Texas Health Presbyterian Hospital in Dallas has become the first US hospital to deploy Moxi, a ‘socially intelligent’ robot from Diligent Robotics, designed to support healthcare teams.
The robot is intended to help overcome the physical, mental, and emotional challenges faced by overburdened nurses. According to NSI Nursing Solutions, the average turnover rate for Registered Nurses (RNs) in hospitals hovers around 20 percent in their first year in the field.
It is hoped that Moxi will be able to assume some of the more menial tasks currently carried out by nurses at the hospital, freeing them up to spend more time caring for patients. This includes filling shelves in supply rooms, setting up and stocking rooms for patients, and running labs.
Moxi features LED ‘eyes’ and two arms capable of picking up light equipment. The robot navigates the world using cameras and LiDAR, which measures distance by illuminating the target with pulsed laser light and measuring the reflected pulses with a sensor.
Speaking to CBS about the research project, Cole Edmonson, of Texas Health Resources, said:
“We want to learn where nursing intersects with socially and artificially intelligent robotics in the daily processes of caring for patients and families, really investigating how this kind of technology can help nurses focus more on the direct needs of our patients by alleviating the more routine, non-clinical duties of caregivers.
“Nurses and other caregivers want to spend more time with their patients and on high-value work that improve outcomes at the end of the day.
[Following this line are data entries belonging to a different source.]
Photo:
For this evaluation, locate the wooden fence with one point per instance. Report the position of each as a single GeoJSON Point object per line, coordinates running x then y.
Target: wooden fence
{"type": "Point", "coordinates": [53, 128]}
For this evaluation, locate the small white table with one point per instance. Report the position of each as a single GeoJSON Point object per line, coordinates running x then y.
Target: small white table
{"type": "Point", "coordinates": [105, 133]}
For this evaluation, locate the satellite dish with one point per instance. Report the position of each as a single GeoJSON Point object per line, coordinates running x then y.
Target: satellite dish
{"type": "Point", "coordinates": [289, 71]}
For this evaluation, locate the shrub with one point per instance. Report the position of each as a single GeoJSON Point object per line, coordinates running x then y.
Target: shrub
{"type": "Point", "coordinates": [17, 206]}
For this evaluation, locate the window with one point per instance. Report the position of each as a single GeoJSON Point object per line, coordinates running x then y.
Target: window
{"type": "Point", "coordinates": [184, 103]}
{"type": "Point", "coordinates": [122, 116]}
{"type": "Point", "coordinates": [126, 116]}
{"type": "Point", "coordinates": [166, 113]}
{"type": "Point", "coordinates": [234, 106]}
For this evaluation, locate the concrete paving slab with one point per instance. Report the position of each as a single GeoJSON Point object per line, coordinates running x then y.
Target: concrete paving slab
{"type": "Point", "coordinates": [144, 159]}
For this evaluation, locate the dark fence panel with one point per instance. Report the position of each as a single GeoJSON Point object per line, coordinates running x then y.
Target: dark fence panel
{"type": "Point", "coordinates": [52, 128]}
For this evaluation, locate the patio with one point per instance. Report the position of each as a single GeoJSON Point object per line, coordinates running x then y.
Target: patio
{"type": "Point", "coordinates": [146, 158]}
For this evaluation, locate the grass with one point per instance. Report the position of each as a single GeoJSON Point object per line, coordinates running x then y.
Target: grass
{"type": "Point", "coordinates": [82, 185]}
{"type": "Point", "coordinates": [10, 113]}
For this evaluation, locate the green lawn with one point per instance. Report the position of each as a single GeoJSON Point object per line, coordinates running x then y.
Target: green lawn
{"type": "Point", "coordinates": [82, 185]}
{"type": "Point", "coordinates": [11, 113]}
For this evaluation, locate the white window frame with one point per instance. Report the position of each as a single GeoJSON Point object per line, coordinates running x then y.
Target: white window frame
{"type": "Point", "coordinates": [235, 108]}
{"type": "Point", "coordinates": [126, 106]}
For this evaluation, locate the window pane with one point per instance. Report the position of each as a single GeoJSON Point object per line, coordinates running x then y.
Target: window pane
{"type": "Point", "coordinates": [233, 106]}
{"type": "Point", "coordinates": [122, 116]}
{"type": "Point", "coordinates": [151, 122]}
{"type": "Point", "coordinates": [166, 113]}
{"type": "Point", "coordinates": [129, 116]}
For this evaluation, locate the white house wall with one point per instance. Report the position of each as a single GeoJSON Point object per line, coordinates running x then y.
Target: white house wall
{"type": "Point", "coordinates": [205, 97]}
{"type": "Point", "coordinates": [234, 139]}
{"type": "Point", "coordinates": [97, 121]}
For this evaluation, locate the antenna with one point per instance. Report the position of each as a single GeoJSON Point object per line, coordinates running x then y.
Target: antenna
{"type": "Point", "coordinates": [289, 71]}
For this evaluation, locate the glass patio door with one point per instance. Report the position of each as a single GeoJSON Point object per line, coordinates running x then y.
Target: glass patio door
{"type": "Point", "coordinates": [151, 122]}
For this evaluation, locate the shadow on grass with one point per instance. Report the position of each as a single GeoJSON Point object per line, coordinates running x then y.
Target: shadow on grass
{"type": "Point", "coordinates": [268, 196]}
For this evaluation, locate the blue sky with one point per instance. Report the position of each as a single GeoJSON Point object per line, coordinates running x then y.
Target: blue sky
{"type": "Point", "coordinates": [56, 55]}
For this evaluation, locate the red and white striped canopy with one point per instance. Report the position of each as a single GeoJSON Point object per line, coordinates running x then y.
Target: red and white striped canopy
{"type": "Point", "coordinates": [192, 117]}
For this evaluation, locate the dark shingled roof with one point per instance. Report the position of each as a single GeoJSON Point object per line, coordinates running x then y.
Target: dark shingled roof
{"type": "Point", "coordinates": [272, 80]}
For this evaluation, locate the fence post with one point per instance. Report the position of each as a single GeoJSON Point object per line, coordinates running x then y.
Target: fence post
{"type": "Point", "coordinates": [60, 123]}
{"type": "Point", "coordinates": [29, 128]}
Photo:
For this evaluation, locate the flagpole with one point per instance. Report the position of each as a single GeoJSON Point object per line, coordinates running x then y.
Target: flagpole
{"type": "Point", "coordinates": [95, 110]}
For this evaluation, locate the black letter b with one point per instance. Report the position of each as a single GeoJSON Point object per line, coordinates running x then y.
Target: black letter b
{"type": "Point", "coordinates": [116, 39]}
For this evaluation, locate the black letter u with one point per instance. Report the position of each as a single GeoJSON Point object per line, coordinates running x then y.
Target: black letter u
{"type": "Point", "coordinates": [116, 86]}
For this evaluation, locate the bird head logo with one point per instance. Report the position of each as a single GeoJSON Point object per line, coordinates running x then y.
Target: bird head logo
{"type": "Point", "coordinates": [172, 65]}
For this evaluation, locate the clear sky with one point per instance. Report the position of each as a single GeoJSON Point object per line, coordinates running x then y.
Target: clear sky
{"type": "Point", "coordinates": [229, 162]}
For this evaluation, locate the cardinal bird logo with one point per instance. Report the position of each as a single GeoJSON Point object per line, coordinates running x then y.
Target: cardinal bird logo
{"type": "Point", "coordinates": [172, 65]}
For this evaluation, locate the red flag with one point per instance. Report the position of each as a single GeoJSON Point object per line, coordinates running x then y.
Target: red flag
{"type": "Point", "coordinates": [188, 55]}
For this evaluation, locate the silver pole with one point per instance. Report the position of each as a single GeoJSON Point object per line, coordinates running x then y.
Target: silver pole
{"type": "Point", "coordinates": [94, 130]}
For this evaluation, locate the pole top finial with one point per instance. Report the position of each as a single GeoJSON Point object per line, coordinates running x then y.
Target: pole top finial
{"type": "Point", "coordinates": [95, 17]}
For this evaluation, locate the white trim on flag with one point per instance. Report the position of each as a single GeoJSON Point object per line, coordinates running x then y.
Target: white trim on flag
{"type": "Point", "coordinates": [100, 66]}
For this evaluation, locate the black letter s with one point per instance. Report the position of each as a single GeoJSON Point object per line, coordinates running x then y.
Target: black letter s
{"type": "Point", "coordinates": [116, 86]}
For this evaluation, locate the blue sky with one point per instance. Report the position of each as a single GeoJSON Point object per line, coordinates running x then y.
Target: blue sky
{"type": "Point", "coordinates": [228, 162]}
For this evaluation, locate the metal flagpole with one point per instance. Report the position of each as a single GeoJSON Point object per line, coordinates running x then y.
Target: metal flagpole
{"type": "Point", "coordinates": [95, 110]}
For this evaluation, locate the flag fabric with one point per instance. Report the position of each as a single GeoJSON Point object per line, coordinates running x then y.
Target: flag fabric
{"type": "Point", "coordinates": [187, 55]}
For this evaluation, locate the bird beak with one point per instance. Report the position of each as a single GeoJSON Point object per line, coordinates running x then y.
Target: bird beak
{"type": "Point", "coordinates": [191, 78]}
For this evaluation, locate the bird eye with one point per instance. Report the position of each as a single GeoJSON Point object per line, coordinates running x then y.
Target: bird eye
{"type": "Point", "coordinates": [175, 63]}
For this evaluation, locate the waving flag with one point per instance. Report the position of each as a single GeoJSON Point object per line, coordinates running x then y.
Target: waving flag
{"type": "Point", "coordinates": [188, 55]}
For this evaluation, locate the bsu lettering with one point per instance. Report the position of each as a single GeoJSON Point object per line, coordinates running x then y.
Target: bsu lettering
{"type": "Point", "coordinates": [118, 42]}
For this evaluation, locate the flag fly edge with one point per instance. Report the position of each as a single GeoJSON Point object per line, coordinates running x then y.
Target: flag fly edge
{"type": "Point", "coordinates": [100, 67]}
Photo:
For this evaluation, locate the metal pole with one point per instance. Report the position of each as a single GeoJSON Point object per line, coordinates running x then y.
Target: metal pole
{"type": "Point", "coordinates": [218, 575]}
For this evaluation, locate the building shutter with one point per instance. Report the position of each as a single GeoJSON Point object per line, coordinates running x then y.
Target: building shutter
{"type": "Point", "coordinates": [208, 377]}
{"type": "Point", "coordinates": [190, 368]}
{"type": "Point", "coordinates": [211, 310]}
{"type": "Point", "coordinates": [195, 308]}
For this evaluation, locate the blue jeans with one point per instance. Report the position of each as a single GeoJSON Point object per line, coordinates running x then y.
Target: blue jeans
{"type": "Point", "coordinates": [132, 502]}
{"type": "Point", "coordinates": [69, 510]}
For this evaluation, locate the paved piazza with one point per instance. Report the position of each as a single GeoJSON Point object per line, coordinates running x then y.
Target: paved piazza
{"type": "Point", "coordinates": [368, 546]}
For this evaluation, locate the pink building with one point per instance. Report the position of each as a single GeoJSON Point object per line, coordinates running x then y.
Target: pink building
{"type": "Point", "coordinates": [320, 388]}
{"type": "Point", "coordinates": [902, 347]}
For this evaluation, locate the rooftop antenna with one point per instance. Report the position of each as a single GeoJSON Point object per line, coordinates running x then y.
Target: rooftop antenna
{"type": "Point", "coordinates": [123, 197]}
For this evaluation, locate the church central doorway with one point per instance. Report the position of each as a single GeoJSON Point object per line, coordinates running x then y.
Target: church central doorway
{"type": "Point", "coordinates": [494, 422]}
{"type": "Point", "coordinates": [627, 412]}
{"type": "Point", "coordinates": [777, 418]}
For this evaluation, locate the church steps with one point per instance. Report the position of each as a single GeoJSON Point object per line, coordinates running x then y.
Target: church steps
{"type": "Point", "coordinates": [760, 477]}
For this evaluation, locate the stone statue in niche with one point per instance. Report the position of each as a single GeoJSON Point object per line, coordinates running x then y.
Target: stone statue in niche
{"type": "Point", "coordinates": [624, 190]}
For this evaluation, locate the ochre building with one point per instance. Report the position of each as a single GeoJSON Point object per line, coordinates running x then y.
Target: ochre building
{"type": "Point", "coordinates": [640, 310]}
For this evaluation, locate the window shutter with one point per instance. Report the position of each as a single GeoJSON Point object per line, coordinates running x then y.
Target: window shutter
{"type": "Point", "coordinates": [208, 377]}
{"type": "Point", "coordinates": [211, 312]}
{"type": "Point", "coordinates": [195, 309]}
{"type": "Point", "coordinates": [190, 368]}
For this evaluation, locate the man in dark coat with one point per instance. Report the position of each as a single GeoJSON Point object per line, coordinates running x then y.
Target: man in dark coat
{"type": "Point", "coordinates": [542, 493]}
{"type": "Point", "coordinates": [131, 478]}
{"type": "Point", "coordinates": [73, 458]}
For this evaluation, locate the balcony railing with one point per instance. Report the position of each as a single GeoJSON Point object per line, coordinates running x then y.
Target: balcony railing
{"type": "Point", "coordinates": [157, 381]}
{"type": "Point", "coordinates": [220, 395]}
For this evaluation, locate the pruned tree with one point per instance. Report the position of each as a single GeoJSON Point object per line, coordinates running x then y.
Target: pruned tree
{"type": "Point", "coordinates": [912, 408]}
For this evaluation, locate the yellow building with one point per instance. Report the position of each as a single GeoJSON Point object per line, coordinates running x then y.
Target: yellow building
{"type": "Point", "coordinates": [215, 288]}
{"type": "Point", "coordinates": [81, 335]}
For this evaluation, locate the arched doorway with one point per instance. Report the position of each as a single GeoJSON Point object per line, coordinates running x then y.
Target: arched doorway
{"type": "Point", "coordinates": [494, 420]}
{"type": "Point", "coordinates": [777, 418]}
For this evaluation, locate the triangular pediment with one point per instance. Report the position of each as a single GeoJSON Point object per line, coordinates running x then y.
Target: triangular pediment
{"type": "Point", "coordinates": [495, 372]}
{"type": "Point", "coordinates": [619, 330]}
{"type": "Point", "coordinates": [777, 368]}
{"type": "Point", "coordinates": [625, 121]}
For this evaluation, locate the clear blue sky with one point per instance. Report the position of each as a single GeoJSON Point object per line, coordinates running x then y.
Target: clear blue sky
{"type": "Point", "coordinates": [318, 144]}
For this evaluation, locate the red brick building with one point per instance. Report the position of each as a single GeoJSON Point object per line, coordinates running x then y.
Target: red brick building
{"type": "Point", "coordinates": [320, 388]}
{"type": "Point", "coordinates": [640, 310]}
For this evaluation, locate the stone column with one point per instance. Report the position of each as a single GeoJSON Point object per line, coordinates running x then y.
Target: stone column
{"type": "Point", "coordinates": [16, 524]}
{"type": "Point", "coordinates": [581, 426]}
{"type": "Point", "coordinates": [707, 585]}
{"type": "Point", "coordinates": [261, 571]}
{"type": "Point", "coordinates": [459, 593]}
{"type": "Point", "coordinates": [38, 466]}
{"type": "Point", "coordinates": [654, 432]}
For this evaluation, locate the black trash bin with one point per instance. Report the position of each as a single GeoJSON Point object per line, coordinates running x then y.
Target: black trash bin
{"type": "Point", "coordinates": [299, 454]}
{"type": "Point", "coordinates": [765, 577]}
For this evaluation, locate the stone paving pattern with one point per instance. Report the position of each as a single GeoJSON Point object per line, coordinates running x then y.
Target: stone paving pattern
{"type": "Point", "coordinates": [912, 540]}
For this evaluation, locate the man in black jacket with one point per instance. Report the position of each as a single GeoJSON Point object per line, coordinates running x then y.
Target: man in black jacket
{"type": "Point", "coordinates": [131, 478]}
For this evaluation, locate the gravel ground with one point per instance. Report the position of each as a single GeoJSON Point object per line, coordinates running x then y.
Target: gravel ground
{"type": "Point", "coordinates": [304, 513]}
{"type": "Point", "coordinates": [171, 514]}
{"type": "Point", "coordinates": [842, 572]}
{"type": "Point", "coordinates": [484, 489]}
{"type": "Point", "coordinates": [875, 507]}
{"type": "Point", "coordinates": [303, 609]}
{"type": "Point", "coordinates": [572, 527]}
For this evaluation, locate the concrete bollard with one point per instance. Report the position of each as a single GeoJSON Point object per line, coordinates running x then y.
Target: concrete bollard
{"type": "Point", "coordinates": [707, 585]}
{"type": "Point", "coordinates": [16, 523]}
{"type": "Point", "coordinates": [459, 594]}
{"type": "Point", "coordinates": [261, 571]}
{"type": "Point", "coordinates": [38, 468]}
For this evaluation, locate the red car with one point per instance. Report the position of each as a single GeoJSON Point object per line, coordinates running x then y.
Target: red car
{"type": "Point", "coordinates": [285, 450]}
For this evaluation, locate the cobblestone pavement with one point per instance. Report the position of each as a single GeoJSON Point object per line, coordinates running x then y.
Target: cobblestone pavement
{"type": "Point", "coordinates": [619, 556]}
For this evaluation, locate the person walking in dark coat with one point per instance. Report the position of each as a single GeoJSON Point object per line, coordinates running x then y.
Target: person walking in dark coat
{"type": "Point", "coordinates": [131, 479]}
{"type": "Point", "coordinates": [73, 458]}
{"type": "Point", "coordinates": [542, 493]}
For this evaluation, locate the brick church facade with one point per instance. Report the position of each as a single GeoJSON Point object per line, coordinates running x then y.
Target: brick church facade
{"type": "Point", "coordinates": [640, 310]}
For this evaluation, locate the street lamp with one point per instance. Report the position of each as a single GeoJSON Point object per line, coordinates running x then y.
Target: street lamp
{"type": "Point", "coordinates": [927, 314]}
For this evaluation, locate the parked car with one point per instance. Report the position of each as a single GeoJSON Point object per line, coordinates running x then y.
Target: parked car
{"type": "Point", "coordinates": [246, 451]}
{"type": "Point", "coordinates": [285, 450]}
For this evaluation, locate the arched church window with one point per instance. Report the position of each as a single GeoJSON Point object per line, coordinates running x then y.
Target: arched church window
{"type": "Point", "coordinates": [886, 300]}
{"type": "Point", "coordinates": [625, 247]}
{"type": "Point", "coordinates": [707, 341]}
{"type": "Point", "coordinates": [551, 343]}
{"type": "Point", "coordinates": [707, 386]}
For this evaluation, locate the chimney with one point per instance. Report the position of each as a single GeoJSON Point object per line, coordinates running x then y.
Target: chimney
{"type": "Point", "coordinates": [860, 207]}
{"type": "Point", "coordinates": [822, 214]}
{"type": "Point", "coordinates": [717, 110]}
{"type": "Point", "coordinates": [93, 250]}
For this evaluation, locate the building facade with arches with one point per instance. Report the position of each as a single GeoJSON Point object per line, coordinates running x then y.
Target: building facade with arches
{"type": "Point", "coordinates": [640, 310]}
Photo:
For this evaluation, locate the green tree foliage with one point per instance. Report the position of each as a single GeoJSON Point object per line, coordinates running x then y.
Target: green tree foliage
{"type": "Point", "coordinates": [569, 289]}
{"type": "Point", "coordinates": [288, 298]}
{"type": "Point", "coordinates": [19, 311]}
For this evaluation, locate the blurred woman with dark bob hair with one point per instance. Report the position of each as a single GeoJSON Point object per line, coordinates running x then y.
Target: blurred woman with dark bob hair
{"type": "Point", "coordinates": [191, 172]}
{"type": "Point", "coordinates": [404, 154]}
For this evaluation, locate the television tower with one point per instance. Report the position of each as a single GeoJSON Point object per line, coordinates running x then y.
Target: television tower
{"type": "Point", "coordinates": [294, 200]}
By participating in this project, we are creating the future today and setting a national research agenda that will create a path forward for caregivers and robots working side by side in a human environment.”
Andrea Thomaz, CEO and co-founder of Diligent Robotics, writes on the company website:
Moxi’s goal as a robot is not to replace the jobs of people, but quite the opposite: to support people in their roles. Moxi supports clinical staff by augmenting logistical tasks that limit valuable patient care time.
“By executing non-patient facing, logistical tasks that clinical teams are responsible for, Moxi creates a more efficient and thoughtful environment, allowing for better patient care.”
Following a one-week demonstration period, Moxi has been introduced to the team on the neurology and stroke unit at Texas Health Dallas, where a month-long pilot will determine the viability of using the robot in the long term.
Internet of Business says
The practical application of robotics in healthcare settings is already well established. Yet, current uses are largely limited to robot-assisted surgery.
With healthcare services around the world under constant pressure to limit spending and improve the quality of care, robotics could step in to more mobile roles.
There is little margin for error, however. It doesn’t matter how well Moxi ‘smiles’ when addressed, if the robot ends up placing medicines in the wrong location, or otherwise disrupting hospital procedures.
Nonetheless, it is early days and such studies are vital to paving the way to the hospitals of the future, in which robots will undoubtedly have an important role to play.
Elsewhere, robots are expected to transform Japan’s social care by 2020.